# GREAT sprayer



## a1Jim

That's great customer service,thanks for the review.


----------



## Bogeyguy

Over a grand and it died in the middle of your project?


> How can you give it 5 stars, even if their customer service was excellent


? I'd be on the warpath.


----------



## JustJoe

Thanks for the review, but if it costs me a grand it better not be breaking after a year or two. I don't care if the Fuji Fairy can leave a new one under my pillow the next morning, it doesn't pass the durability test. I can break a 99 cent HF clamp and the store will take it back but it's still a cheaply built clamp. I've been looking for a decent all-in-one HVLP system too.


----------



## bandit

Nothing is 100% perfect. HaHa, Dream On. That was great service.


----------



## NiteWalker

I agree for the most part, though I went with the mini-mite 4 and some accessories and spent just under $900.
I'm extremely happy with mine now. It sprays beautifully and reliably.

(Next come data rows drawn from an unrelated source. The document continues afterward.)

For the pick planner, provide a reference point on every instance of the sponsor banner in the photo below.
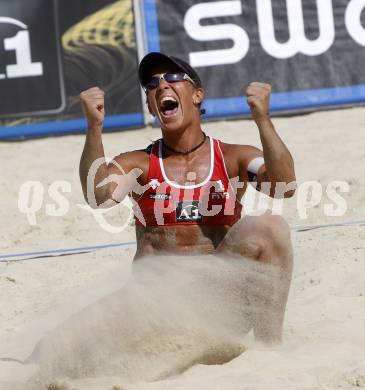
(52, 50)
(311, 52)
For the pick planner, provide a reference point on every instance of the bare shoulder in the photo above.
(237, 156)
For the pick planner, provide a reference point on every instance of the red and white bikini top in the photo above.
(166, 203)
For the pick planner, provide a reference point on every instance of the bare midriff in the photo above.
(179, 240)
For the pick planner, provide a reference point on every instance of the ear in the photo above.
(198, 96)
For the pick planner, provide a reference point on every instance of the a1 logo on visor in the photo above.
(188, 211)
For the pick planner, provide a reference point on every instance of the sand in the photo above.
(324, 340)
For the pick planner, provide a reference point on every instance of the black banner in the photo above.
(52, 50)
(31, 79)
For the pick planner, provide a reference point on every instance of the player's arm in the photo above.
(279, 164)
(103, 184)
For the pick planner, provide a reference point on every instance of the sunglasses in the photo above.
(168, 77)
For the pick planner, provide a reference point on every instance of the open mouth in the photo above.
(168, 106)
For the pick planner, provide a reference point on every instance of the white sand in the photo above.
(324, 338)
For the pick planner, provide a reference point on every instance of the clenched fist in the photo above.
(92, 102)
(258, 98)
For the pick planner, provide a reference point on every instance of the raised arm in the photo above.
(279, 164)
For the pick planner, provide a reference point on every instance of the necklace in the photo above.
(186, 151)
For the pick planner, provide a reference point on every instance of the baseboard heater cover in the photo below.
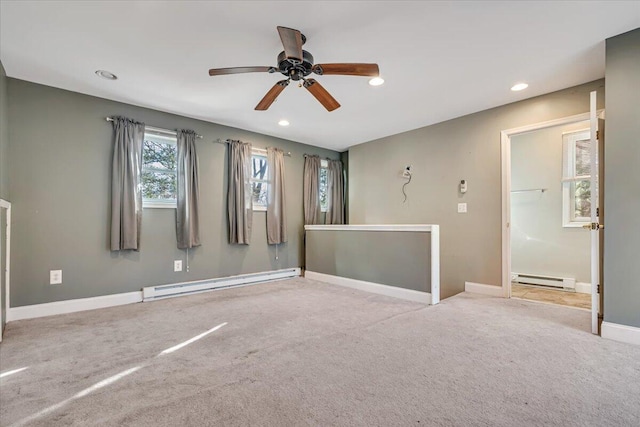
(153, 293)
(550, 281)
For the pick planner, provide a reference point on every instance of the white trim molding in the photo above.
(622, 333)
(7, 266)
(105, 301)
(72, 306)
(583, 288)
(152, 293)
(376, 288)
(482, 289)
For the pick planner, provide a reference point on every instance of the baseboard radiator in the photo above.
(567, 283)
(153, 293)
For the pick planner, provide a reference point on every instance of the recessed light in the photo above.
(106, 75)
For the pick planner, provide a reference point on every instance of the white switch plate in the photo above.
(55, 277)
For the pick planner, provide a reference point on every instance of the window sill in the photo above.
(159, 205)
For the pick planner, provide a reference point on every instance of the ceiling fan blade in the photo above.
(321, 94)
(370, 70)
(271, 96)
(292, 42)
(240, 70)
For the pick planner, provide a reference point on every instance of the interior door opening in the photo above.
(549, 198)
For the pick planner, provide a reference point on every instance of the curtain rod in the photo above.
(226, 141)
(321, 158)
(154, 129)
(542, 190)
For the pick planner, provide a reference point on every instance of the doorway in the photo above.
(547, 191)
(5, 256)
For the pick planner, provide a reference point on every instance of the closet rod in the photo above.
(154, 129)
(542, 190)
(226, 141)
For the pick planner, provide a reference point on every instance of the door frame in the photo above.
(6, 205)
(505, 142)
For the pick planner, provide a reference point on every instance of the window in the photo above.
(259, 179)
(324, 184)
(576, 181)
(159, 170)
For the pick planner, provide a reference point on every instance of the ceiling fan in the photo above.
(296, 64)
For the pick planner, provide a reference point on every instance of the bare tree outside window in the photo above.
(259, 181)
(576, 179)
(159, 175)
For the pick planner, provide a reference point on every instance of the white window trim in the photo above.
(262, 153)
(171, 139)
(567, 199)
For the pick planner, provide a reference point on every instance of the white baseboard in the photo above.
(583, 288)
(376, 288)
(623, 333)
(153, 293)
(83, 304)
(482, 289)
(72, 306)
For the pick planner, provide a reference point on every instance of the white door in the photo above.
(595, 226)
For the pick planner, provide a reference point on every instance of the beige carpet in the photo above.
(299, 352)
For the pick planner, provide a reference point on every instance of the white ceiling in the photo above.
(440, 60)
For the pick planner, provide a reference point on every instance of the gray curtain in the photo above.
(126, 194)
(335, 193)
(239, 200)
(276, 203)
(311, 189)
(187, 213)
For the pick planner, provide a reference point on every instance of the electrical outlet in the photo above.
(55, 277)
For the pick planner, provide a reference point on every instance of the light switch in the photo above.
(55, 277)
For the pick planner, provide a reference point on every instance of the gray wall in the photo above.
(442, 154)
(384, 257)
(60, 150)
(539, 242)
(4, 173)
(344, 156)
(622, 184)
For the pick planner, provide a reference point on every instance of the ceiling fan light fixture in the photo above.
(519, 86)
(106, 75)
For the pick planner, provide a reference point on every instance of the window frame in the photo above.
(259, 152)
(569, 177)
(324, 166)
(168, 138)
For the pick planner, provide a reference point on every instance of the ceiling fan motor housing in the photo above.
(294, 69)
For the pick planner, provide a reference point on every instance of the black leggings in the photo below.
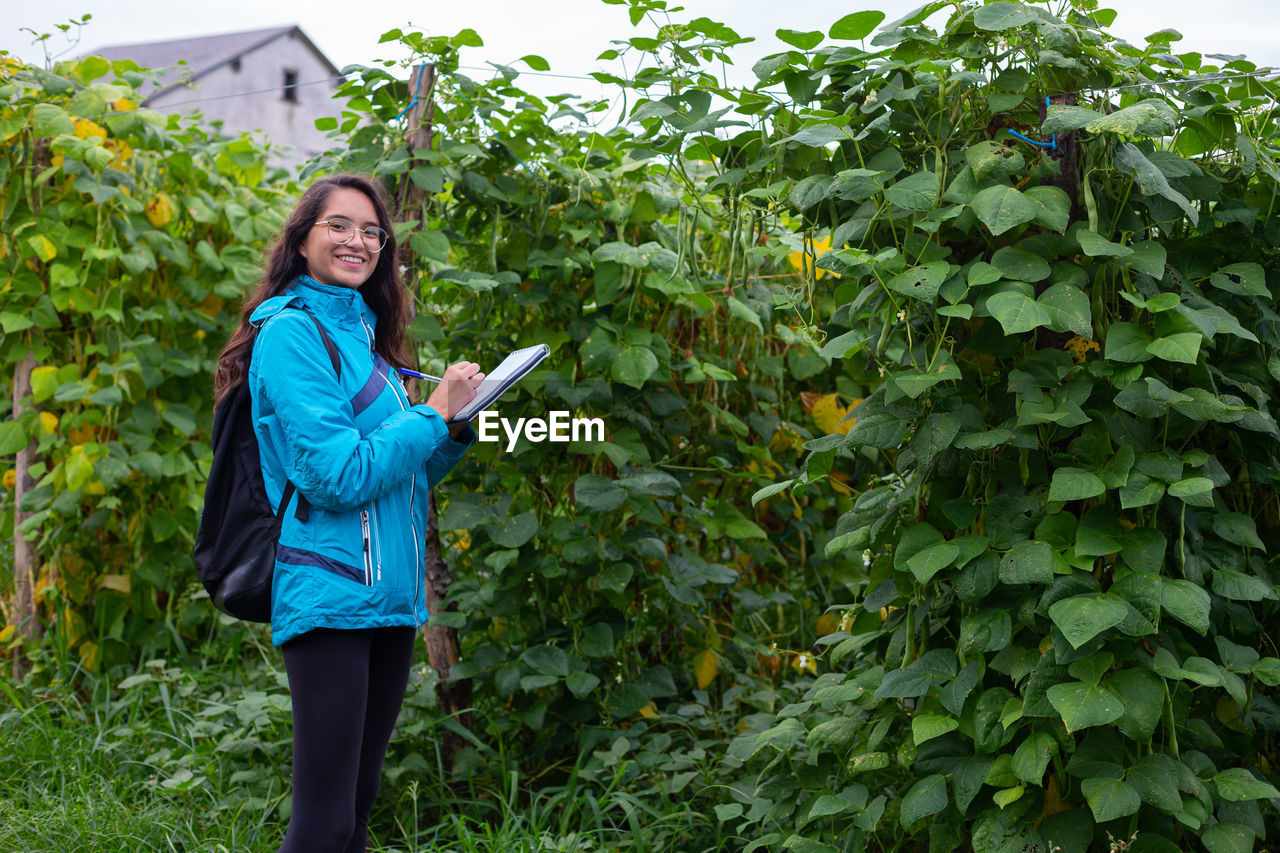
(347, 688)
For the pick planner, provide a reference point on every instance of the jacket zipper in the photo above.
(378, 546)
(364, 528)
(412, 487)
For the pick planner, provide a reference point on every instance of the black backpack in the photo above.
(238, 529)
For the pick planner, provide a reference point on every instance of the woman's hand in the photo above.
(457, 389)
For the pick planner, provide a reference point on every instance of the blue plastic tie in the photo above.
(411, 104)
(1051, 144)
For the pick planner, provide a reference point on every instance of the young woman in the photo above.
(348, 589)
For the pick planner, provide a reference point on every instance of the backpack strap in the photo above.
(304, 510)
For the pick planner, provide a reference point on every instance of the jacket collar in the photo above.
(344, 306)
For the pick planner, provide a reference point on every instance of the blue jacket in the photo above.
(361, 455)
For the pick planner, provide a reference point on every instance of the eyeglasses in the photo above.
(343, 231)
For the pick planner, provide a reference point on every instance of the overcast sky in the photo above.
(570, 33)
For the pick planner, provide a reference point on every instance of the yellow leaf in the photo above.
(160, 209)
(1079, 347)
(88, 655)
(784, 438)
(44, 247)
(819, 246)
(804, 662)
(119, 583)
(705, 667)
(828, 414)
(85, 129)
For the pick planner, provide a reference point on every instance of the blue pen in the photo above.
(419, 375)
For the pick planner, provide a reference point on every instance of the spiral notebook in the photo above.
(512, 369)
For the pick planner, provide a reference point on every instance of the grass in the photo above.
(196, 757)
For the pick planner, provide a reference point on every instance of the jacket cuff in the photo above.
(439, 429)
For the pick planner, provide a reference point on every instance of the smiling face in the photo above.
(351, 264)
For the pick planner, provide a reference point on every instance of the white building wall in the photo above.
(286, 123)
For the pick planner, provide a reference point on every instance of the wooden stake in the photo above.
(23, 552)
(443, 649)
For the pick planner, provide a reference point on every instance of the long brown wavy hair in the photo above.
(383, 292)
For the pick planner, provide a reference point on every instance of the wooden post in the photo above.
(23, 552)
(443, 649)
(423, 113)
(1065, 153)
(442, 643)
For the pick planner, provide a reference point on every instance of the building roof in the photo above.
(201, 55)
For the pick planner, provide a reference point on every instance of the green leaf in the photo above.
(1033, 756)
(741, 310)
(1127, 342)
(1028, 562)
(1155, 778)
(1164, 302)
(927, 797)
(845, 345)
(915, 679)
(1238, 529)
(1143, 701)
(547, 660)
(1054, 206)
(1150, 258)
(920, 282)
(987, 630)
(1020, 264)
(581, 684)
(809, 191)
(1001, 16)
(816, 136)
(1082, 617)
(915, 192)
(515, 532)
(1185, 602)
(1002, 208)
(598, 493)
(856, 26)
(1110, 798)
(1068, 309)
(1267, 670)
(801, 40)
(1182, 347)
(1238, 784)
(1141, 491)
(1243, 279)
(1083, 705)
(1074, 484)
(1191, 487)
(932, 560)
(1064, 119)
(13, 437)
(1228, 838)
(634, 365)
(50, 119)
(1016, 311)
(1096, 246)
(769, 491)
(1152, 182)
(927, 726)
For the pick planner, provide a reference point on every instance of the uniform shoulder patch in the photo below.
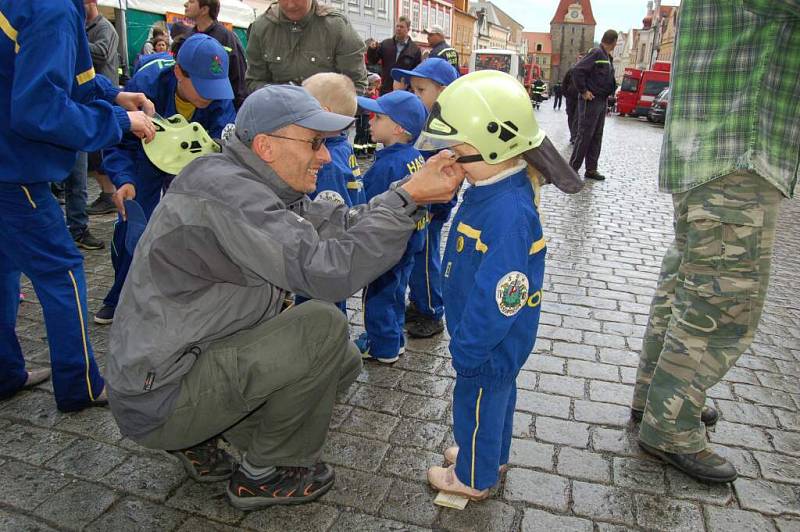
(512, 293)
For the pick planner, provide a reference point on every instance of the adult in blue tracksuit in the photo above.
(338, 182)
(424, 313)
(51, 107)
(194, 85)
(399, 118)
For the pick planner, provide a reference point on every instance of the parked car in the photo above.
(658, 111)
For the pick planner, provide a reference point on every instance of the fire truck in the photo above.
(640, 87)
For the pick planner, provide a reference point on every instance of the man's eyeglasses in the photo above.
(316, 142)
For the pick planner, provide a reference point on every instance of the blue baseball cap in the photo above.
(273, 107)
(434, 69)
(402, 107)
(206, 62)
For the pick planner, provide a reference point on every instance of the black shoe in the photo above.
(101, 205)
(86, 240)
(595, 175)
(709, 416)
(424, 327)
(412, 314)
(206, 462)
(288, 485)
(104, 316)
(706, 465)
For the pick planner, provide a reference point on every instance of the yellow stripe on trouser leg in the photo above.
(83, 335)
(475, 435)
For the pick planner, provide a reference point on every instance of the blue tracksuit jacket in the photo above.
(492, 283)
(51, 103)
(384, 298)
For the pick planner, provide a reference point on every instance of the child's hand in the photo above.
(437, 181)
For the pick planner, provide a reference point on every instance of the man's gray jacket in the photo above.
(229, 240)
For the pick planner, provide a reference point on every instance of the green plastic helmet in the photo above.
(177, 143)
(489, 110)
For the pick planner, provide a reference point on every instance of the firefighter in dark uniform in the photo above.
(593, 77)
(440, 48)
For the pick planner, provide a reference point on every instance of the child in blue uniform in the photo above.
(196, 86)
(399, 117)
(338, 181)
(53, 106)
(493, 269)
(424, 312)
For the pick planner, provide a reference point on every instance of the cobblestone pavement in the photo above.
(575, 464)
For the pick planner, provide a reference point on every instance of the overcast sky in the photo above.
(621, 15)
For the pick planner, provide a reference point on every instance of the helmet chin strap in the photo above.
(470, 158)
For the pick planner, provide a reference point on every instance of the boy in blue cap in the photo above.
(425, 310)
(399, 118)
(53, 107)
(338, 181)
(196, 86)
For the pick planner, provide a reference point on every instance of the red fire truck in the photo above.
(640, 87)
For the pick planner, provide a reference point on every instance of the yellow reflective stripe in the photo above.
(28, 195)
(9, 30)
(475, 436)
(83, 77)
(83, 335)
(473, 233)
(537, 246)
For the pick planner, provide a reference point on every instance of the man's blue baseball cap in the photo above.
(206, 62)
(402, 107)
(435, 69)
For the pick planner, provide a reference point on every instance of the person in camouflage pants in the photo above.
(731, 151)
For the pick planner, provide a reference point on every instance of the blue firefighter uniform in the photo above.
(339, 182)
(51, 106)
(384, 298)
(127, 162)
(492, 281)
(425, 283)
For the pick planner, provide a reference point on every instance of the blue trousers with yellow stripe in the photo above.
(34, 240)
(483, 420)
(148, 194)
(425, 284)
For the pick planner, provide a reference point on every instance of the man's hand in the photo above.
(135, 101)
(125, 192)
(141, 125)
(437, 181)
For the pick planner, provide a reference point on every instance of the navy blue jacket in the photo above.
(338, 181)
(51, 103)
(493, 270)
(126, 162)
(394, 163)
(595, 72)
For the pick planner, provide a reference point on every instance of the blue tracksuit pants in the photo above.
(425, 284)
(148, 194)
(34, 240)
(483, 420)
(385, 309)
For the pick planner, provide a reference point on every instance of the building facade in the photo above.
(572, 33)
(540, 52)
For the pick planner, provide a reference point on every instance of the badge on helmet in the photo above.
(177, 143)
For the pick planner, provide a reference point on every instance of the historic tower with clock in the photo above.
(572, 33)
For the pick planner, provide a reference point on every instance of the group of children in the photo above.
(490, 289)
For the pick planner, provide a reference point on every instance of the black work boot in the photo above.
(706, 466)
(206, 462)
(709, 416)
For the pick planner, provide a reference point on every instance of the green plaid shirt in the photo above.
(735, 96)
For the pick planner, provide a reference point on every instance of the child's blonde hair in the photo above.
(335, 92)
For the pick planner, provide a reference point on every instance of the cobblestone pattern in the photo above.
(575, 464)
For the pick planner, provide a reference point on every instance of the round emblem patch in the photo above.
(331, 196)
(511, 293)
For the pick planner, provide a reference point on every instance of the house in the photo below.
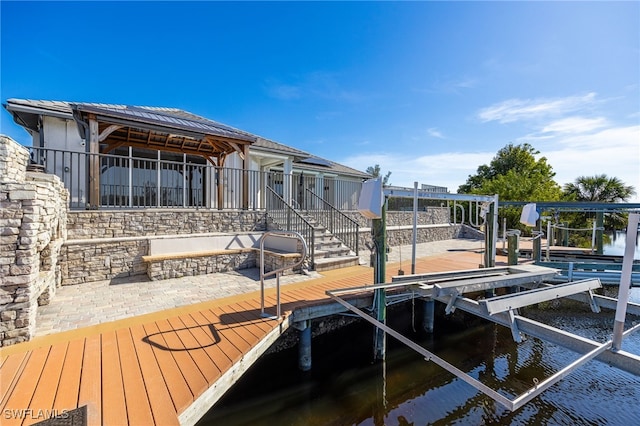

The problem you had is likely due to heat buildup.
The Super and Q4 series relief valve is set to blow the air back into the case when the trigger on the gun isn;t pulled. The mini-mite 4 doesn't have as much of an issue with this because of the big vents on the back and the short distance the air has to travel.

I agree with fuji service being top shelf. Every time I've contacted them they have been extremely helpful and courteous.


----------



## wbrisett

I have the older black version of the QT4, never had to call CS, or do much except replace a few minor parts due to wear and tear. I've never sprayed latex, but have often thought about it. What size nozzle did you use? (I've got a set of 3 different sizes, but tend to use only one).


----------



## donburkard

With latex I use the tip it came with. The 4 I think. I thin the crap out of it with water and a splash or two of flotrol. It has a lot of overspray but gives a nice finish. Super flat. I'm the same way with the tips. I have them but usually only use the 1. I usually just dial the gun in around the nozel I'm using.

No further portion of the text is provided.